Re: user-defined op= for type with reference member
Francesco S. Carta wrote:
I'm not so sure whether the following could come interesting in this
case (nothing special for the most experienced ones, I suppose): it is
possible to store the reference as a pointer and create a "resettable
reference" in either of the following ways:
-------
#include <iostream>
using namespace std;
class IntByRef {
public:
explicit IntByRef(int& i) : ptr(&i) {};
operator int&() {
return *ptr;
}
int& operator=(int& i) {
ptr= &i;
return *ptr;
}
private:
int* ptr;
};
int main()
{
int local = 8;
IntByRef ibr(local);
cout << ibr << endl; // prints 8
local = 10;
cout << ibr << endl; // prints 10
int local2 = 42;
ibr = local2;
cout << ibr << endl; // prints 42
int& intref = ibr;
++ibr;
ibr *= 2;
ibr -= 8;
cout << intref << endl; // prints 78;
return 0;
}
-------
-------
#include <iostream>
using namespace std;
class SimplerIntByRef {
public:
SimplerIntByRef (int& i) : ptr(&i) {};
operator int&() {
return *ptr;
}
private:
int* ptr;
};
int main()
{
int local = 8;
SimplerIntByRef ibr(local);
cout << ibr << endl; // prints 8
local = 10;
cout << ibr << endl; // prints 10
int local2 = 42;
ibr = local2;
cout << ibr << endl; // prints 42
int& intref = ibr;
++ibr;
ibr *= 2;
ibr -= 8;
cout << intref << endl; // prints 78;
return 0;
}
-------
main() is practically identical for both cases, you can apply all
combined operator+equals to an IntByRef as well as all pre and post
increment/decrement, the only thing that you can't assign to it is a
constant or a temporary (that would be a plain rvalue) - by the means
of using operator= or by using the implicit ctor in the simpler case.

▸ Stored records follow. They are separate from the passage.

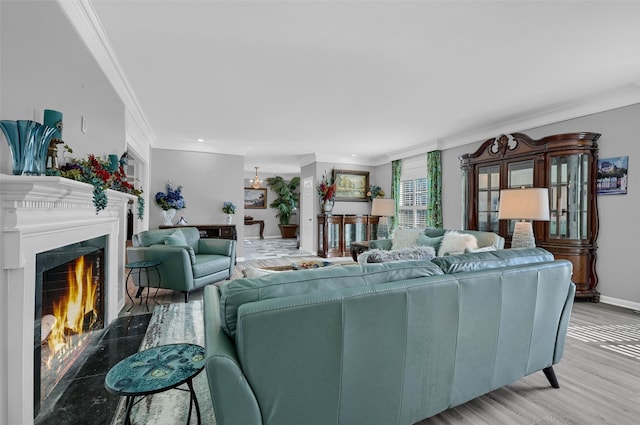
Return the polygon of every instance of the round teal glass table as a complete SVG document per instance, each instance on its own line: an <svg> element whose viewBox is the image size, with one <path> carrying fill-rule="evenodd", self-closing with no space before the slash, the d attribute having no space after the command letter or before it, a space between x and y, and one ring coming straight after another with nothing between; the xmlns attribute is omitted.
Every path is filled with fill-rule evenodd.
<svg viewBox="0 0 640 425"><path fill-rule="evenodd" d="M113 366L104 378L105 388L126 397L125 425L131 424L131 408L144 397L177 388L189 387L189 416L196 408L200 424L200 406L193 390L193 378L204 368L204 348L195 344L168 344L139 351ZM134 402L136 397L141 397Z"/></svg>

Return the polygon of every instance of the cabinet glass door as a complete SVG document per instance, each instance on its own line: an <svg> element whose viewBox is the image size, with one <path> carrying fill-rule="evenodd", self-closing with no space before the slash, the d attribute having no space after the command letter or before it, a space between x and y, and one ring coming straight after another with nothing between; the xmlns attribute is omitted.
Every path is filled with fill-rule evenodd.
<svg viewBox="0 0 640 425"><path fill-rule="evenodd" d="M478 230L498 232L500 166L478 168Z"/></svg>
<svg viewBox="0 0 640 425"><path fill-rule="evenodd" d="M533 160L510 162L507 166L507 188L517 189L523 187L533 187ZM518 220L509 220L510 235L516 227Z"/></svg>
<svg viewBox="0 0 640 425"><path fill-rule="evenodd" d="M589 237L588 179L588 155L551 157L550 237L576 240Z"/></svg>

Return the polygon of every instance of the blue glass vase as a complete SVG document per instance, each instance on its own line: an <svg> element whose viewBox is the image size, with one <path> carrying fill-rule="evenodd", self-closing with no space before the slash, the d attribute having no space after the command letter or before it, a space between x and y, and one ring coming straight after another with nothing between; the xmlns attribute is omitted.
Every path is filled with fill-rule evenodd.
<svg viewBox="0 0 640 425"><path fill-rule="evenodd" d="M49 142L57 130L30 120L0 121L0 128L11 150L13 174L45 174Z"/></svg>

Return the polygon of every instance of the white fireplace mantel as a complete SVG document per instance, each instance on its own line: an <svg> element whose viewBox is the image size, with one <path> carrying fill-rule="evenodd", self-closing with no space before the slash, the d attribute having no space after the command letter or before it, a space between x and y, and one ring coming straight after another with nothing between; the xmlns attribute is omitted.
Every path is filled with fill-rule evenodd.
<svg viewBox="0 0 640 425"><path fill-rule="evenodd" d="M96 214L93 186L62 177L0 174L0 425L33 424L36 255L107 236L105 323L124 305L127 204L107 191Z"/></svg>

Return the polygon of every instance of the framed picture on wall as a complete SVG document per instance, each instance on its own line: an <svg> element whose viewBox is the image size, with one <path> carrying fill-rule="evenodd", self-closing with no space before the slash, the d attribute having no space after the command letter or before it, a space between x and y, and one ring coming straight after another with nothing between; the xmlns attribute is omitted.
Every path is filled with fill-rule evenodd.
<svg viewBox="0 0 640 425"><path fill-rule="evenodd" d="M267 189L244 188L244 209L264 209L267 208Z"/></svg>
<svg viewBox="0 0 640 425"><path fill-rule="evenodd" d="M627 193L628 156L598 159L596 190L598 195L625 195Z"/></svg>
<svg viewBox="0 0 640 425"><path fill-rule="evenodd" d="M336 201L369 201L368 171L333 170L333 181L336 183Z"/></svg>

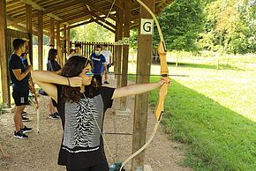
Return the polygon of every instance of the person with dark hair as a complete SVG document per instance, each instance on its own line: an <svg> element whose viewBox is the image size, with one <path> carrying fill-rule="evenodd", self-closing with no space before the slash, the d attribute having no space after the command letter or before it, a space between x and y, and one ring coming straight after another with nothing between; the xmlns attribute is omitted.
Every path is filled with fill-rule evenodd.
<svg viewBox="0 0 256 171"><path fill-rule="evenodd" d="M76 55L82 55L82 45L80 43L76 43L75 44L75 51Z"/></svg>
<svg viewBox="0 0 256 171"><path fill-rule="evenodd" d="M102 51L102 54L105 56L106 59L106 66L107 66L107 71L104 71L103 76L104 76L104 84L109 84L108 82L108 73L109 72L109 67L111 63L111 59L112 59L112 53L108 49L108 45L104 44L103 45L103 50Z"/></svg>
<svg viewBox="0 0 256 171"><path fill-rule="evenodd" d="M107 71L106 59L101 53L101 45L96 45L95 51L90 56L90 59L92 60L94 78L100 85L102 84L102 67L104 68L104 71Z"/></svg>
<svg viewBox="0 0 256 171"><path fill-rule="evenodd" d="M25 52L25 53L22 53L20 55L20 59L21 59L21 62L25 67L25 69L26 69L28 67L28 63L27 63L27 53ZM26 116L25 116L26 115ZM22 111L21 113L21 119L23 122L28 122L28 121L31 121L28 117L27 117L27 112L26 111Z"/></svg>
<svg viewBox="0 0 256 171"><path fill-rule="evenodd" d="M54 44L49 43L49 49L54 48Z"/></svg>
<svg viewBox="0 0 256 171"><path fill-rule="evenodd" d="M130 85L120 88L101 86L93 80L91 63L83 56L67 60L61 75L46 71L32 71L32 78L57 102L64 129L58 164L68 171L109 171L103 148L104 115L113 99L143 93L169 84Z"/></svg>
<svg viewBox="0 0 256 171"><path fill-rule="evenodd" d="M60 71L61 66L56 61L57 56L57 50L55 48L51 48L48 53L48 63L47 63L47 71L58 73ZM49 100L49 119L58 119L59 115L56 109L56 103L52 101L52 99Z"/></svg>
<svg viewBox="0 0 256 171"><path fill-rule="evenodd" d="M28 105L28 93L29 93L29 73L31 66L26 69L24 67L20 56L25 52L25 42L22 39L15 39L12 42L14 52L9 57L8 66L12 84L12 97L15 101L14 109L14 123L16 131L14 131L14 138L25 139L28 137L26 132L32 131L32 128L27 128L23 124L21 114Z"/></svg>
<svg viewBox="0 0 256 171"><path fill-rule="evenodd" d="M70 49L69 56L68 56L68 59L69 59L71 56L74 56L74 55L76 55L76 50L73 49L73 48L71 48L71 49Z"/></svg>

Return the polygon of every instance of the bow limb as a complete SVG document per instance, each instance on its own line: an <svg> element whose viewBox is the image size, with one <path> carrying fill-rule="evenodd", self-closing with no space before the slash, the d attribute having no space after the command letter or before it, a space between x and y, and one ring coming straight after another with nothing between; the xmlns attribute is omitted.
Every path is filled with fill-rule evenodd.
<svg viewBox="0 0 256 171"><path fill-rule="evenodd" d="M32 71L34 71L29 56L27 56L27 63L28 63L28 65L30 65L32 67ZM34 88L34 83L31 76L29 78L29 86L31 87L32 93L34 94L34 100L35 100L34 108L36 110L36 130L37 130L37 132L39 133L39 123L40 123L39 103L38 103L38 99L37 99L37 93L36 93L35 88Z"/></svg>
<svg viewBox="0 0 256 171"><path fill-rule="evenodd" d="M140 4L141 6L143 6L149 13L150 15L153 17L156 26L157 26L157 30L160 35L160 39L161 39L161 42L159 43L158 46L158 54L160 56L160 63L161 63L161 75L162 77L162 78L169 80L170 78L168 78L169 75L169 70L168 70L168 65L167 65L167 62L166 62L166 48L165 48L165 43L164 43L164 40L163 40L163 35L159 25L159 22L155 17L155 15L153 13L153 11L144 4L142 3L140 0L136 0L139 4ZM124 167L124 165L131 160L132 158L134 158L135 156L137 156L139 152L141 152L143 150L146 149L146 147L150 144L150 142L153 140L153 138L154 137L157 128L161 123L161 119L162 119L162 115L163 114L163 104L164 104L164 99L165 96L167 94L167 90L168 90L168 85L164 84L162 85L160 89L159 89L159 100L155 108L155 117L156 117L156 123L154 127L154 130L150 136L150 138L148 138L148 140L145 143L145 145L139 148L138 151L136 151L134 153L132 153L131 156L129 156L122 164L119 171L122 171L122 168Z"/></svg>

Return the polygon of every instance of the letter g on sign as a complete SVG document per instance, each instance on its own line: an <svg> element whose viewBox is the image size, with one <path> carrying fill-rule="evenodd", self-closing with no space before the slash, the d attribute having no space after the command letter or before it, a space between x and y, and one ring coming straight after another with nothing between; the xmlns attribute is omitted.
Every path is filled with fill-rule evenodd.
<svg viewBox="0 0 256 171"><path fill-rule="evenodd" d="M140 22L140 34L153 34L154 19L141 19Z"/></svg>

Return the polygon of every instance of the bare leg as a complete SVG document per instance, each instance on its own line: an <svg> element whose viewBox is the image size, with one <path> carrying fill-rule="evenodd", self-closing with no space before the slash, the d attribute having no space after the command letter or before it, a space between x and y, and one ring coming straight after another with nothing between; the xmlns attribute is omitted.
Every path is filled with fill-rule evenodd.
<svg viewBox="0 0 256 171"><path fill-rule="evenodd" d="M5 153L3 150L3 147L0 145L0 152L2 152L4 158L7 159L7 158L11 158L11 156L8 153Z"/></svg>
<svg viewBox="0 0 256 171"><path fill-rule="evenodd" d="M16 106L14 109L14 123L16 131L20 130L20 129L24 128L24 124L21 118L21 113L25 108L25 105Z"/></svg>
<svg viewBox="0 0 256 171"><path fill-rule="evenodd" d="M105 72L105 81L108 81L108 74L107 74L107 72Z"/></svg>
<svg viewBox="0 0 256 171"><path fill-rule="evenodd" d="M54 114L54 113L56 112L56 108L55 108L55 107L53 106L53 104L52 104L52 100L51 100L51 99L49 99L49 113L50 113L50 114Z"/></svg>

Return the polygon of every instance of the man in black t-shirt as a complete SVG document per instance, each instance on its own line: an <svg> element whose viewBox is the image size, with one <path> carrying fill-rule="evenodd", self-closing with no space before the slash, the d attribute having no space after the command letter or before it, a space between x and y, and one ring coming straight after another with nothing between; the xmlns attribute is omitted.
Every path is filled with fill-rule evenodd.
<svg viewBox="0 0 256 171"><path fill-rule="evenodd" d="M29 85L28 78L31 67L25 68L20 56L25 52L25 42L22 39L15 39L12 42L14 52L9 58L9 71L11 76L11 81L12 84L12 97L15 101L14 109L14 123L16 131L14 132L14 138L26 139L28 137L26 132L32 131L31 128L27 128L23 124L21 119L21 114L26 107L28 105L28 93Z"/></svg>

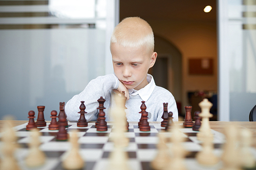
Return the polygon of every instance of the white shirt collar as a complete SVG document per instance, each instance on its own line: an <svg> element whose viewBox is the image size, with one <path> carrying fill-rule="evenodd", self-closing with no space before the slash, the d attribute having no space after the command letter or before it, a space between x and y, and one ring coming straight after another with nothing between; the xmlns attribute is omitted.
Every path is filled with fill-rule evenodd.
<svg viewBox="0 0 256 170"><path fill-rule="evenodd" d="M139 90L136 90L134 89L129 89L129 94L132 95L139 94L143 101L146 102L153 92L155 87L156 87L156 84L155 83L155 81L152 76L147 74L146 80L148 84L145 87L141 88Z"/></svg>

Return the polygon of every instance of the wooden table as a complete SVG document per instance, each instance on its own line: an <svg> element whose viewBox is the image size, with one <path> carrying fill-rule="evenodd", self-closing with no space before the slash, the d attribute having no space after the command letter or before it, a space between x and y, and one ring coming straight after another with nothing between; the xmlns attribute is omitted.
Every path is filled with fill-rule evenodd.
<svg viewBox="0 0 256 170"><path fill-rule="evenodd" d="M3 124L5 120L0 120L0 128L3 126ZM18 126L28 122L28 120L13 120L12 121L14 126ZM50 121L46 121L50 123ZM176 123L180 124L182 122L178 122ZM210 121L210 126L211 128L218 132L224 134L225 127L228 125L233 125L237 126L239 129L248 129L253 132L252 146L256 148L256 122L221 122L221 121Z"/></svg>

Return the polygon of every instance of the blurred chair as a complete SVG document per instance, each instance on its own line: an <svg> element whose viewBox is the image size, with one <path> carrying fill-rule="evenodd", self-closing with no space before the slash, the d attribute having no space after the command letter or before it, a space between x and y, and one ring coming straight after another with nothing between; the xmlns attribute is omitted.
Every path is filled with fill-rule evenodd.
<svg viewBox="0 0 256 170"><path fill-rule="evenodd" d="M256 122L256 105L251 110L249 115L249 121Z"/></svg>

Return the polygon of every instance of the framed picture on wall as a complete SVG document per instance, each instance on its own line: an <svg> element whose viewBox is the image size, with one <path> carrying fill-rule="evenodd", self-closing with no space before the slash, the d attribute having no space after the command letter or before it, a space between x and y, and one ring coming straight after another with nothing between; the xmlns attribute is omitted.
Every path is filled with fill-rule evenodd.
<svg viewBox="0 0 256 170"><path fill-rule="evenodd" d="M189 75L212 75L214 59L212 58L190 58L188 59Z"/></svg>

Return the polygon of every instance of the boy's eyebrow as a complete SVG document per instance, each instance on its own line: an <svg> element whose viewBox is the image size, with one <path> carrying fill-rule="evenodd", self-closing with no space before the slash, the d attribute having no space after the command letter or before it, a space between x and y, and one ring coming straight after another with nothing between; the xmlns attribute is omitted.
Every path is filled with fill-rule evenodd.
<svg viewBox="0 0 256 170"><path fill-rule="evenodd" d="M112 61L113 62L119 62L119 63L121 63L122 62L121 61L117 61L117 60L113 60L112 59ZM137 61L132 61L131 63L141 63L143 62L143 60L137 60Z"/></svg>

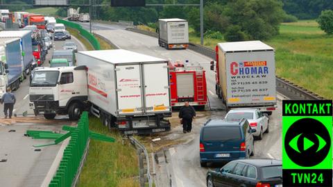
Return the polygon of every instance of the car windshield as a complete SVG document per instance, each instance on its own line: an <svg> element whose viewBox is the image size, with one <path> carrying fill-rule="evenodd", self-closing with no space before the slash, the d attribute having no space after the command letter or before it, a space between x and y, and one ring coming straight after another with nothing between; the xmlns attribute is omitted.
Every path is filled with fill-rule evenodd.
<svg viewBox="0 0 333 187"><path fill-rule="evenodd" d="M239 127L209 127L203 129L204 141L225 141L241 140Z"/></svg>
<svg viewBox="0 0 333 187"><path fill-rule="evenodd" d="M35 72L33 74L31 86L56 86L58 76L58 71Z"/></svg>
<svg viewBox="0 0 333 187"><path fill-rule="evenodd" d="M38 51L38 46L33 45L33 51Z"/></svg>
<svg viewBox="0 0 333 187"><path fill-rule="evenodd" d="M239 121L240 120L245 118L246 120L253 120L253 113L230 113L227 115L226 119L231 121Z"/></svg>
<svg viewBox="0 0 333 187"><path fill-rule="evenodd" d="M68 66L67 63L51 63L50 67L67 67Z"/></svg>
<svg viewBox="0 0 333 187"><path fill-rule="evenodd" d="M282 177L282 165L262 167L262 170L263 179Z"/></svg>

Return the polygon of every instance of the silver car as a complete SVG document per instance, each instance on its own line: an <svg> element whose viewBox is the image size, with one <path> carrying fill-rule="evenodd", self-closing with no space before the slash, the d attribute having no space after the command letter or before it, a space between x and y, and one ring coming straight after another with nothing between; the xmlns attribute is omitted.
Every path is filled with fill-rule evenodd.
<svg viewBox="0 0 333 187"><path fill-rule="evenodd" d="M73 50L74 52L78 51L78 47L73 41L68 41L64 43L62 45L62 49L64 50Z"/></svg>
<svg viewBox="0 0 333 187"><path fill-rule="evenodd" d="M264 133L269 132L269 119L268 115L257 109L234 109L230 110L225 117L227 120L248 120L251 128L257 129L253 136L259 140L262 139Z"/></svg>

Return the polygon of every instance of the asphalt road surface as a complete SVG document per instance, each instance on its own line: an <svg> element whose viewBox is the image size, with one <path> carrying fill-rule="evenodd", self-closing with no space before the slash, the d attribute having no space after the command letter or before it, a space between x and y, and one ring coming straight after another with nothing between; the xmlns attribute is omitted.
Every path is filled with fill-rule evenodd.
<svg viewBox="0 0 333 187"><path fill-rule="evenodd" d="M78 50L84 49L76 39ZM49 66L49 60L52 56L53 49L61 49L63 41L56 41L55 47L49 50L44 66ZM22 116L24 111L29 115L33 112L29 109L29 79L24 80L19 90L13 92L17 98L14 113L18 117ZM55 158L58 154L62 144L41 147L35 151L35 145L50 143L50 140L33 140L24 136L27 130L61 130L62 125L69 124L67 120L60 120L60 124L14 124L6 125L1 124L4 117L3 106L0 104L0 186L21 187L40 186L50 171ZM15 121L15 117L12 119ZM10 130L15 131L9 132ZM61 153L60 153L61 154ZM3 161L4 161L3 160ZM56 165L57 166L57 165Z"/></svg>
<svg viewBox="0 0 333 187"><path fill-rule="evenodd" d="M123 29L101 30L106 28L104 25L96 24L94 32L105 37L121 49L128 49L142 54L160 57L171 61L198 62L206 71L207 95L210 100L212 113L207 117L196 119L194 122L194 129L191 133L182 135L180 127L172 129L172 137L185 137L185 143L164 149L161 158L165 161L160 162L157 169L157 181L158 186L205 186L205 174L209 168L219 168L221 165L211 165L209 168L200 166L199 161L199 131L203 123L210 117L222 118L225 115L224 106L215 95L215 74L210 70L212 59L187 50L166 50L158 46L157 39L136 33ZM280 97L282 97L281 96ZM254 158L271 158L282 159L282 101L278 101L278 111L270 116L271 131L264 134L262 140L256 141ZM177 136L177 133L179 136ZM164 137L163 138L173 138Z"/></svg>

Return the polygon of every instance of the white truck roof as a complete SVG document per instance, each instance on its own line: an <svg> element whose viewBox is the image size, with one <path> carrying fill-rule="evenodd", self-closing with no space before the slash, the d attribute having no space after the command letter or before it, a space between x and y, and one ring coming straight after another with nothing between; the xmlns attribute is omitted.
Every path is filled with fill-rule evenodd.
<svg viewBox="0 0 333 187"><path fill-rule="evenodd" d="M182 19L179 18L159 19L158 20L162 22L187 22L186 19Z"/></svg>
<svg viewBox="0 0 333 187"><path fill-rule="evenodd" d="M141 54L124 49L85 51L78 52L112 64L123 64L143 62L160 62L166 60Z"/></svg>
<svg viewBox="0 0 333 187"><path fill-rule="evenodd" d="M0 32L0 38L22 38L26 34L30 34L31 31L4 31Z"/></svg>
<svg viewBox="0 0 333 187"><path fill-rule="evenodd" d="M4 44L4 43L8 43L12 41L15 40L19 40L19 38L0 38L0 44Z"/></svg>
<svg viewBox="0 0 333 187"><path fill-rule="evenodd" d="M264 42L256 41L223 42L218 44L219 48L225 52L273 51L274 49Z"/></svg>

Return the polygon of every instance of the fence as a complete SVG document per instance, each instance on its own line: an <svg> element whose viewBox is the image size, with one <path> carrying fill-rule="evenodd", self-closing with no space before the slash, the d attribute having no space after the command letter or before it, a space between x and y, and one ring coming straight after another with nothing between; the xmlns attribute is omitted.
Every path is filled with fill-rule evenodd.
<svg viewBox="0 0 333 187"><path fill-rule="evenodd" d="M94 47L94 49L95 49L95 50L101 49L101 45L97 39L96 39L96 38L87 30L82 28L82 26L76 23L67 22L61 19L57 19L57 23L63 24L67 26L78 30L80 34L84 38L85 38L92 44L92 47Z"/></svg>
<svg viewBox="0 0 333 187"><path fill-rule="evenodd" d="M87 112L82 114L78 127L69 133L71 133L71 140L64 151L62 159L49 187L75 186L78 172L80 171L78 169L82 167L83 157L88 147L89 132Z"/></svg>

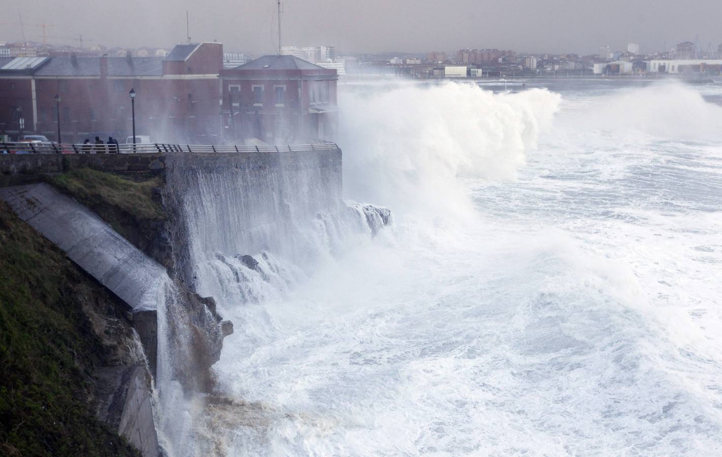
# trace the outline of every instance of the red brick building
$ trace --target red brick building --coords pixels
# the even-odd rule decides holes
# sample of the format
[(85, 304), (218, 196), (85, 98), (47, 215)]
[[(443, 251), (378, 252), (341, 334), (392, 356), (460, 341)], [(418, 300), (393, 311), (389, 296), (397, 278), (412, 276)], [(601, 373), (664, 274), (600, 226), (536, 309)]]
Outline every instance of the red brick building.
[(336, 135), (336, 72), (293, 56), (264, 56), (221, 72), (229, 135), (305, 142)]
[(218, 43), (178, 45), (165, 57), (0, 58), (0, 133), (56, 140), (58, 95), (64, 142), (122, 142), (133, 88), (136, 134), (153, 142), (332, 138), (336, 80), (336, 70), (290, 56), (224, 70)]

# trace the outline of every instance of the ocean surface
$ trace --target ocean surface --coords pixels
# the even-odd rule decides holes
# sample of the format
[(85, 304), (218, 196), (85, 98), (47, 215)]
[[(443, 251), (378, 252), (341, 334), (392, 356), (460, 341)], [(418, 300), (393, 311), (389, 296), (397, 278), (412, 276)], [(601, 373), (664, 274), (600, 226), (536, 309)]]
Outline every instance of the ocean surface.
[(176, 453), (722, 454), (722, 84), (521, 82), (339, 85), (392, 223), (206, 268), (225, 400)]

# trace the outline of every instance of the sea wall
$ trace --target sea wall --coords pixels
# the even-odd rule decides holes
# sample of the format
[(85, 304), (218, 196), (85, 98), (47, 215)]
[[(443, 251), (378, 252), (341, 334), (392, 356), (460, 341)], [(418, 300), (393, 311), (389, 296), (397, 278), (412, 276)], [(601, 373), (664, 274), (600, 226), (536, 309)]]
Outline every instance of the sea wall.
[(174, 154), (165, 166), (174, 274), (193, 290), (193, 269), (205, 252), (297, 250), (295, 221), (316, 218), (342, 198), (340, 149)]
[(167, 154), (0, 154), (0, 187), (37, 182), (43, 174), (88, 168), (149, 171), (165, 168)]

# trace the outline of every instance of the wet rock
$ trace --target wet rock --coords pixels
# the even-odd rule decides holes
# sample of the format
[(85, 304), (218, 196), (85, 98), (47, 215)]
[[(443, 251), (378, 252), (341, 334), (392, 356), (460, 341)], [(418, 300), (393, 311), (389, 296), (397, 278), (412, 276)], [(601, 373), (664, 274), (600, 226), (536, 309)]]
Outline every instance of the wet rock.
[(230, 320), (221, 321), (221, 333), (223, 336), (228, 336), (233, 334), (233, 323)]
[(261, 272), (261, 268), (258, 268), (258, 261), (252, 257), (250, 255), (234, 255), (237, 259), (240, 259), (241, 262), (246, 267), (254, 271)]
[(211, 367), (220, 359), (223, 338), (233, 333), (233, 324), (222, 320), (216, 302), (178, 286), (179, 293), (167, 304), (168, 341), (175, 347), (174, 377), (187, 391), (210, 392), (214, 382)]
[(366, 216), (366, 223), (371, 229), (371, 235), (375, 236), (378, 231), (388, 225), (391, 218), (391, 210), (383, 206), (375, 205), (364, 205), (362, 207), (364, 215)]

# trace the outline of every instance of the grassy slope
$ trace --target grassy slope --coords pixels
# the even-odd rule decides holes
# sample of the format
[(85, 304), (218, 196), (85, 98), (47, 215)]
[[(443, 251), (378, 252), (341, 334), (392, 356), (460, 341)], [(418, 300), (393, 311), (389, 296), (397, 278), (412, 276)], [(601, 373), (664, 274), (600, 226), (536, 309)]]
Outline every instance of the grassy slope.
[[(70, 194), (80, 202), (98, 212), (100, 217), (108, 205), (123, 211), (138, 220), (163, 221), (165, 214), (153, 200), (155, 187), (161, 186), (160, 178), (147, 174), (134, 177), (78, 168), (49, 177), (51, 184)], [(113, 218), (106, 221), (113, 223)]]
[(89, 294), (108, 299), (0, 201), (0, 455), (139, 455), (90, 409)]

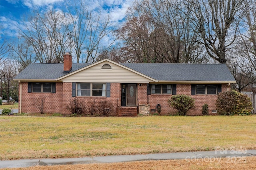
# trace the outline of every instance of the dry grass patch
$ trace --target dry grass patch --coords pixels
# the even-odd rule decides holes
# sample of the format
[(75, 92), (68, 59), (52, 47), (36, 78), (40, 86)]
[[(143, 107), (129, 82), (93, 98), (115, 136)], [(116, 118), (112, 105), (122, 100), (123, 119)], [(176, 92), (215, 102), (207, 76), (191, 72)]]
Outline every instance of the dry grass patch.
[[(175, 160), (132, 162), (108, 164), (93, 164), (73, 165), (36, 166), (22, 168), (7, 168), (18, 170), (238, 170), (256, 169), (256, 156), (242, 158), (216, 158), (211, 162), (207, 160)], [(208, 161), (209, 160), (209, 161)]]
[(256, 116), (0, 116), (0, 159), (256, 149)]
[(7, 103), (2, 103), (2, 105), (0, 106), (0, 109), (5, 108), (10, 109), (18, 109), (19, 107), (18, 103), (8, 104)]

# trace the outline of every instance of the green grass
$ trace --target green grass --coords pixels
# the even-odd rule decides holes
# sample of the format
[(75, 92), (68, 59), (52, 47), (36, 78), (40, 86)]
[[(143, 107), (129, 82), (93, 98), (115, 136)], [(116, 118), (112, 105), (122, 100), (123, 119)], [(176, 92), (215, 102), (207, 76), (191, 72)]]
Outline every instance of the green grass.
[(3, 109), (5, 108), (7, 109), (18, 109), (18, 103), (15, 103), (14, 104), (12, 104), (3, 103), (2, 105), (0, 106), (0, 109)]
[(256, 149), (256, 116), (0, 117), (0, 159)]

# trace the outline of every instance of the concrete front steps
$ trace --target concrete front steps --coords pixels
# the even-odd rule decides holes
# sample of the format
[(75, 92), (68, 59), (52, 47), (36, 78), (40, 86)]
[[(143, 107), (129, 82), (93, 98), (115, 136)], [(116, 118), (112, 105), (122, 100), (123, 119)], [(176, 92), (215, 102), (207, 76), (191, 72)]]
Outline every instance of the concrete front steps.
[(118, 116), (137, 116), (137, 108), (135, 107), (120, 107), (118, 108)]

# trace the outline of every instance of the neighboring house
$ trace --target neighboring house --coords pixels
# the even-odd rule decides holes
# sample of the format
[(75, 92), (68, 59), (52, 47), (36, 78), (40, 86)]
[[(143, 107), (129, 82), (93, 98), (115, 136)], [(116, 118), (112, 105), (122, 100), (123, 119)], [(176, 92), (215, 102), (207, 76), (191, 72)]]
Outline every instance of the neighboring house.
[(136, 115), (137, 108), (140, 113), (153, 113), (157, 106), (161, 114), (175, 114), (167, 101), (186, 94), (195, 100), (188, 115), (202, 115), (206, 103), (210, 114), (216, 114), (217, 94), (236, 83), (225, 64), (118, 64), (106, 59), (72, 64), (71, 55), (64, 57), (63, 64), (31, 64), (14, 78), (19, 82), (20, 113), (38, 112), (34, 103), (41, 98), (46, 112), (69, 114), (66, 106), (76, 98), (86, 103), (110, 100), (118, 115)]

You can only (re)assign it to "point" to another (non-const) variable.
Modulo mistakes and misunderstandings as usual, I'm ready to have my
"view" fixed :-)
Personally, I cannot see what the point would be of class modelling a reference,
albeit a reseatable one, that didn't permit the simple assignment:
int i = 1;
IntByRef ibr(i);
ibr = 2;
For myself, I would have the assignment operators assign *values*, and have the
reseating required to be done explicitly. Something like:
template<typename T>
class ReseatableRef
{
ReseatableRef(T& t): t_ptr(&t) { }
ReseatableRef& operator=(const T& t) // value assignment
{
*t_ptr = t;
return *this;
}
ReseatableRef& operator=(const ReseatableRef& other) // ditto!!!
{
*t_ptr = *other.t_ptr;
return *this;
}
ReseatableRef& reseat(T& t)
{
t_ptr = &t;
return *this;
}
operator T&() { return *t_ptr; }
operator T() const { return *t_ptr; }
T * operator&() const { return t_ptr; }
private:
T *t_ptr;
};
int main()
{
int local = 8;
iref_t ibr(local);
std::cout << "1: ibr = " << ibr << '\n';
local = 10;
std::cout << "2: ibr = " << ibr << '\n';
ibr = 42; // !!!
std::cout << "3: ibr = " << ibr << '\n';
local = 0;
int local2 = 1;
ibr.reseat(local2);
std::cout << "4: ibr = " << ibr << '\n';
int& local22 = local2;
int& local222 = local22;
std::cout << "&local2 = " << &local2 << '\n';
std::cout << "&local22 = " << &local22 << '\n';
std::cout << "&local222 = " << &local222 << '\n';
iref_t ibr2(ibr);
iref_t ibr3(ibr2);
std::cout << "&ibr = " << &ibr << '\n';
std::cout << "&ibr2 = " << &ibr2 << '\n';
std::cout << "&ibr3 = " << &ibr3 << '\n';
}
/**
* Output:
* 1: ibr = 8
* 2: ibr = 10
* 3: ibr = 42
* 4: ibr = 1
* &local2 = 0x22cd08
* &local22 = 0x22cd08
* &local222 = 0x22cd08
* &ibr = 0x22cd08
* &ibr2 = 0x22cd08
* &ibr3 = 0x22cd08
*/
I think that this would be closer to the behaviour of an ordinary reference over
all, with the *addition* that it can be reseated. Of course, it also allows for
the creation of a `reference to a reference':-)
Regards
Paul Bibbings